El rostro de Sebastián era, sin duda, tranquilo e impasible, ni la más mínima señal de que le importara.
Silvana dejó escapar un suspiro de alivio en silencio y sonrió.
El jueguito de Vera era demasiado estúpido. Al final, se iba a quedar como el perro de las dos tortas.
La familia Zambrano la iba a echar a la calle, y los Herrera ni de broma iban a aceptar a una mujer divorciada de segunda mano que los Zambrano habían desechado.
¡Era de una estupidez casi infantil!
Sebastián no prestó atención a los comentarios de Leo y se dirigió a Julián:
—La madre biológica de la hija de Adriano... ¿todavía no la encuentran?
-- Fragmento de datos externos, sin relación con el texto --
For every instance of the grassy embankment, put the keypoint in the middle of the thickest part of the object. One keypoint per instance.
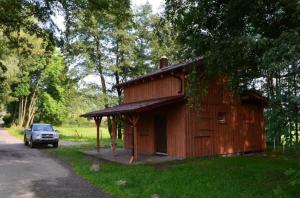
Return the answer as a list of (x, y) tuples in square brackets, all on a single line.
[(240, 176)]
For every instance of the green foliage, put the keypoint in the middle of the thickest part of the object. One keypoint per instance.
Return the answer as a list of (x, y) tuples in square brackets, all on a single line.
[(255, 44)]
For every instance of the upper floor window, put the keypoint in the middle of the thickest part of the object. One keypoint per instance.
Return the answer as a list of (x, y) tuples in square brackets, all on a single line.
[(222, 117)]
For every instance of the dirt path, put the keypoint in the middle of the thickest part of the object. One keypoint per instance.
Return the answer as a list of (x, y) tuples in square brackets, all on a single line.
[(26, 172)]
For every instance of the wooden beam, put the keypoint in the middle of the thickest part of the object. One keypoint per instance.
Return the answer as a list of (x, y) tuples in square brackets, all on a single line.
[(113, 135), (98, 123), (134, 154)]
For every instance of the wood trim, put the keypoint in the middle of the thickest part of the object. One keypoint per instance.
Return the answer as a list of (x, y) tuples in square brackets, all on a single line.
[(98, 123), (134, 121), (114, 134)]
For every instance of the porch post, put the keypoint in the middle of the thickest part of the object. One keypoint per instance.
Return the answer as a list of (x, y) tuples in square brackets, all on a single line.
[(113, 135), (98, 122), (134, 121)]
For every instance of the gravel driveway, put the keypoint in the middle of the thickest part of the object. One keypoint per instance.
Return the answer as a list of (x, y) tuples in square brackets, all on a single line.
[(26, 172)]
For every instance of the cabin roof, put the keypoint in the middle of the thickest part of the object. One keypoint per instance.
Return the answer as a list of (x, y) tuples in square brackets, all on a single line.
[(253, 97), (164, 70), (135, 107)]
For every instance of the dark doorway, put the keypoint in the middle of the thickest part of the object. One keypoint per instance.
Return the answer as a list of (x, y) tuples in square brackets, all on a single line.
[(160, 133)]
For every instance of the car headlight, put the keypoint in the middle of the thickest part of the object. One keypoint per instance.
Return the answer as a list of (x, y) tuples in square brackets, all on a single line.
[(37, 136)]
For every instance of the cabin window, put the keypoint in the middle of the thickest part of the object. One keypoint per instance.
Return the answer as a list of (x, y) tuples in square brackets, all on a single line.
[(222, 117)]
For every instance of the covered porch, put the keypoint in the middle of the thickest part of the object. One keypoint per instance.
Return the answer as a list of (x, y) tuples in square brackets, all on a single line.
[(130, 113)]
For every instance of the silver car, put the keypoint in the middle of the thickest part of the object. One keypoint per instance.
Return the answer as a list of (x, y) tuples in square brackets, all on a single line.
[(41, 134)]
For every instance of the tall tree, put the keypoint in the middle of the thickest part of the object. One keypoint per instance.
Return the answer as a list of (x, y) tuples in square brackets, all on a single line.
[(251, 42)]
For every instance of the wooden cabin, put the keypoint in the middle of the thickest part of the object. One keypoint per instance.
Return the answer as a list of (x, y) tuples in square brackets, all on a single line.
[(158, 119)]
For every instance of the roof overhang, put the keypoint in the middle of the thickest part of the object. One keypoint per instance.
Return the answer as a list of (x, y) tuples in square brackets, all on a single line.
[(254, 97), (135, 107), (165, 70)]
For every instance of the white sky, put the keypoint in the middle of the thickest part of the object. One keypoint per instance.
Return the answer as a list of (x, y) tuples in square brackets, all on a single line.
[(157, 7)]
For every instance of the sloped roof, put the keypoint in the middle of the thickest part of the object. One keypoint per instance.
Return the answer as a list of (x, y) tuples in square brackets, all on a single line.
[(135, 107), (164, 70), (253, 97)]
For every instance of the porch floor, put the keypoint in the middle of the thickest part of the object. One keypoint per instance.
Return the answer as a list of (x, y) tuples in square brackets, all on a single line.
[(123, 156)]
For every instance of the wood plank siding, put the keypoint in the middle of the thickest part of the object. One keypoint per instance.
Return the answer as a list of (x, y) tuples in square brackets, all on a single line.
[(193, 132), (242, 130), (162, 86)]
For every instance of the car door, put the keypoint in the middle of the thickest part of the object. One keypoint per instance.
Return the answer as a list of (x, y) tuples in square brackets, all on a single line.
[(28, 133)]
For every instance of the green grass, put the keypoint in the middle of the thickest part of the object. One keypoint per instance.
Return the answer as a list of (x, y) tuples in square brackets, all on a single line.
[(241, 176), (76, 134), (16, 132)]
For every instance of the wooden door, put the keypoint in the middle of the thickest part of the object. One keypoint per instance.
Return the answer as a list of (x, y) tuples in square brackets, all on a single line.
[(161, 133)]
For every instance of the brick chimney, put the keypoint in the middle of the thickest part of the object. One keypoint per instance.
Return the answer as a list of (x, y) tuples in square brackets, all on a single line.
[(163, 62)]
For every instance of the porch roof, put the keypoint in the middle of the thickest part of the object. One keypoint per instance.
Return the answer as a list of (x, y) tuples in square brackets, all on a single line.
[(135, 107)]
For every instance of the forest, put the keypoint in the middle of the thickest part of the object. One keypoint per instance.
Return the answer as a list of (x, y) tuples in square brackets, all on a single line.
[(44, 67)]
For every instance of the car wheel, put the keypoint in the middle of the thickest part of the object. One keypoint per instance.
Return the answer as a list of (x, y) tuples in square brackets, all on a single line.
[(31, 143), (25, 141), (55, 145)]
Ante esa pregunta, el rostro de Julián cambió ligeramente:
—Aún no. No sabemos si Adriano la tiene escondida en algún lado bajo siete llaves.
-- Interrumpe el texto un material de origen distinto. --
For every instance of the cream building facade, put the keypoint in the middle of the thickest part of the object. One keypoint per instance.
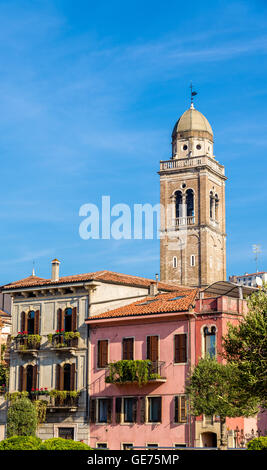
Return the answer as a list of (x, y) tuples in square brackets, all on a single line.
[(192, 196), (43, 359)]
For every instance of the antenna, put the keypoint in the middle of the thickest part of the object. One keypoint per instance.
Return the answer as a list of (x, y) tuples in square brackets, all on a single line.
[(193, 93), (257, 250)]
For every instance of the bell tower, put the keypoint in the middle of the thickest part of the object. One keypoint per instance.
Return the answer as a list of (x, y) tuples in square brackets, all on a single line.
[(192, 197)]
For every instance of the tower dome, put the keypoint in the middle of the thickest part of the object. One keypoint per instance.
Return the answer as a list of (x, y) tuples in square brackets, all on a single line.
[(192, 135)]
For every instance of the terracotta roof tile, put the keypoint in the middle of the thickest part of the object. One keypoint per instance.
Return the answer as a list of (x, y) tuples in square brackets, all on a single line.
[(104, 276), (178, 301)]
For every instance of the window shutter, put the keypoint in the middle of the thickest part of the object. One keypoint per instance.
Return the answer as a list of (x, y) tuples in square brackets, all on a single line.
[(22, 379), (60, 319), (72, 376), (180, 354), (59, 377), (23, 321), (109, 410), (92, 413), (74, 319), (37, 322), (134, 410), (176, 410), (142, 403), (183, 409), (118, 409), (34, 377), (102, 354)]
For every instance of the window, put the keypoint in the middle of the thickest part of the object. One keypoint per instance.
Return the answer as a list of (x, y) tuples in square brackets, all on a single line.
[(152, 348), (180, 348), (154, 409), (104, 410), (127, 446), (27, 378), (180, 409), (30, 322), (102, 354), (65, 377), (210, 341), (129, 410), (127, 348), (189, 203), (178, 204), (101, 445), (67, 319), (66, 433)]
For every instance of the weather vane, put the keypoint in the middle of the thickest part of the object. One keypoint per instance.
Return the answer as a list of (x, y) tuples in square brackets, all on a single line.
[(193, 93)]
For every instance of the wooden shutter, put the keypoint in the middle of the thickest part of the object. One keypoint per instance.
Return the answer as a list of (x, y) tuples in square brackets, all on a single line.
[(92, 412), (152, 348), (72, 376), (102, 354), (60, 319), (23, 321), (59, 377), (183, 409), (142, 407), (109, 410), (118, 409), (135, 410), (22, 379), (74, 319), (34, 377), (176, 410), (180, 354), (127, 349), (37, 322)]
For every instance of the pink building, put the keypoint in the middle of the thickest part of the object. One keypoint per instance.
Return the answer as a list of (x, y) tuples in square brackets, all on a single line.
[(172, 331)]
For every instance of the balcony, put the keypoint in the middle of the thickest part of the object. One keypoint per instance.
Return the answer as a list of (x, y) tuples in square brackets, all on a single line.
[(27, 343), (64, 341), (139, 372)]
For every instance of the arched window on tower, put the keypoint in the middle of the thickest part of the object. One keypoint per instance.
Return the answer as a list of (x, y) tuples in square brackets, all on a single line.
[(190, 203), (216, 201), (211, 204), (178, 204)]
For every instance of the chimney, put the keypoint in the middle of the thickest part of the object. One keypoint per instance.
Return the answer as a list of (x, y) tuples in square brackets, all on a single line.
[(55, 270)]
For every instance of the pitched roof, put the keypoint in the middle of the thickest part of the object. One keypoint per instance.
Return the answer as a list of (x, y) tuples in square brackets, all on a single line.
[(179, 300), (104, 276)]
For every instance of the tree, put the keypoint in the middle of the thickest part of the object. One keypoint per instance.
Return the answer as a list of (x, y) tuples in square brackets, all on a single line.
[(21, 418), (214, 389), (245, 345)]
Silvana se encogió de hombros con indiferencia:
—No creo que deban ser tan pesimistas. Las dos familias todavía no se han sentado a hablar, ¿verdad? Además, es más que obvio si Adriano está enamorado de Vera o si solo la está utilizando. La lanzó a los leones para que Doña Elia se desquitara con ella y fracturó la relación entre ambas familias. ¿Creen que los patriarcas de los Herrera van a perdonar eso? Tarde o temprano, ese teatrito se les va a caer.
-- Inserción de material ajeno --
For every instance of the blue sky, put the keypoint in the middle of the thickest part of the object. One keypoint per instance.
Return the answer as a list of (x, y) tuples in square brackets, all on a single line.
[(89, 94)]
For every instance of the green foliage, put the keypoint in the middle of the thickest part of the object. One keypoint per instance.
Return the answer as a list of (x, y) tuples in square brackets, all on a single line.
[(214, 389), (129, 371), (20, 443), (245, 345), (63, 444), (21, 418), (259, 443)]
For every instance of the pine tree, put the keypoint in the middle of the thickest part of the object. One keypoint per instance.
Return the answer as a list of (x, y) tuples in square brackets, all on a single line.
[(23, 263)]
Claro que, para ella, sería Adriano quien botaría a Vera a la basura.
Un hombre con su nivel y poder estaba acostumbrado a rodearse de mujeres brillantes.
Y Silvana ya conocía a Vera; comparada con ella, Vera no tenía nada que la hiciera destacar, no tenía valor alguno. Adriano era un hombre de negocios, y los empresarios siempre saben elegir la mejor inversión.
Julián se pellizcó el puente de la nariz, todavía incapaz de tragar su enojo:
—Es casi seguro que Adriano armó todo este escándalo a propósito. Y mi abuela, con lo orgullosa que es, al ver que él es tan tajante, jamás se rebajará a rogarle. Pero no crean que me voy a quedar de brazos cruzados dejando que se salga con la suya.
No le importaba si Adriano de verdad quería a Vera o solo la estaba usando.
No iba a permitir que sus planes fluyeran sin obstáculos.
Con tal de encontrar a la madre biológica de la hija de Adriano, armaría un escándalo monumental y lo obligaría a darle su lugar, arruinando así cualquier plan o manipulación que Adriano tuviera entre manos. Le iba a dar un dolor de cabeza que no olvidaría jamás, y eso terminaría ahuyentando a Vera.
—Tranquilo, no te amargues la vida por esto —le consoló Silvana.
Julián, recordando los asuntos de la chica, le preguntó:
—¿Y cómo van tus trámites para el doctorado?
Silvana sonrió de inmediato:
—Ya tengo casi todos mis documentos listos. El Dr. Pascual Zárate está muy interesado en aceptarme.